A study also suggested that focusing on external cues when performing compound exercises can be better. You can think “one more rep” during your squat workout or “pull the bar close to the body” while deadlifting can help boost muscle growth.
A mirror can be helpful in watching your muscles working but it may not be available at all times. Visualizing can help you maximize your physique as you work out. Let’s take the biceps as an example. While performing an exercise with your biceps, you can visualize them as mountains that you would see grow with each rep.
You don’t have to create an inherently detailed image in your head; instead, think about the muscles and how they’re actively moving as you complete the rep. Focusing on that image and seeing it in your mind before it happens can help you make it a reality.
Use a Lighter Weight For More Muscle Activation
One of the factors that makes a big difference when it comes to the mind-muscle connection is using a light weight. When you use a heavier load in your exercise, it will be difficult to elicit a higher amount of muscle activation. Additionally, when you lift a heavy weight, the last thing you want to do is go slow or think about your muscles contracting.
Using a lighter weight gives you the ability to focus on your target muscle. It also ensures that you have the proper form during your workout and lowers your risk of injury.
Whether you exercise at home or at the gym, it’s important to flex your muscles between sets. We’re not saying that you should do body-building poses in front of a mirror. Instead, we suggest that you take a few seconds to flex the muscles that you’re working on while you’re recovering.
There is actually a science to back this. Flexing the muscles are also called isometric contractions and in a 2014 study, improvements to muscle thickness in the triceps were found in individuals who flexed from time to time.
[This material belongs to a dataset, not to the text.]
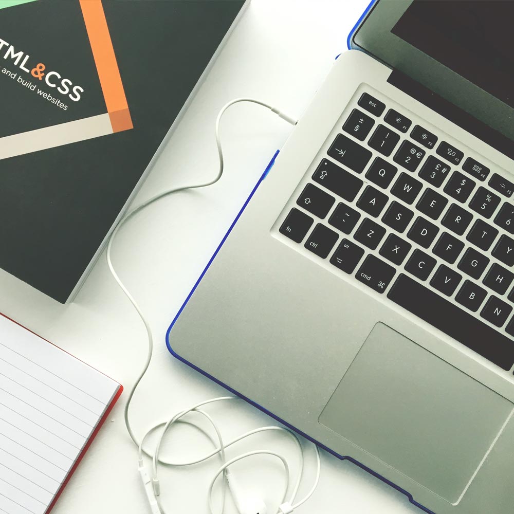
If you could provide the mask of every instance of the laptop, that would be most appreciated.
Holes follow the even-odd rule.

Furthermore, a flex forces you to improve the connection between your muscles and brain. For example, flex your triceps after doing a set of press downs. Pause, acknowledge how your muscles feel, look as you subtly contract them, and then begin the next set. The contraction helps reinforce the idea that your triceps are the focus and will keep you connected when you begin that next set.
Increase Time Under Tension
Spending more time under tension during resistance training is a key component to build muscle. The more time you spend under tension during a workout, the stronger and bigger your muscles grow. You can do this by performing reps slower can help improve the connection because you automatically focus on controlling the slowed-down movement.
Another way to spend more time under tension is to pause during peak contraction. For example, you can hold a glute squeeze at the top of a bridge, pause during the flexed position during the curl, or hold at the bottom of a push-up.
Harness the Power of the Brain
Let’s not forget one of the most important aspects in improving focused attention during training or a workout: our brain. Staying mentally connected allows you to get anything done as efficiently and properly as possible. When the brain and the body work closely together, there is an increase in the overall quality of your movement, leading to improved muscles.
The mind-muscle connection is a science-backed phenomenon in exercise that maximizes the bond between the brain and the body, which in turn greatly aids in muscle building. By directly visualizing and paying attention to the movement of the target muscle, you’ll progress faster in your training and you’ll be able to unlock greater power and reap better gains. It may seem difficult at first but with practice and consistency, you’ll see improvements over time.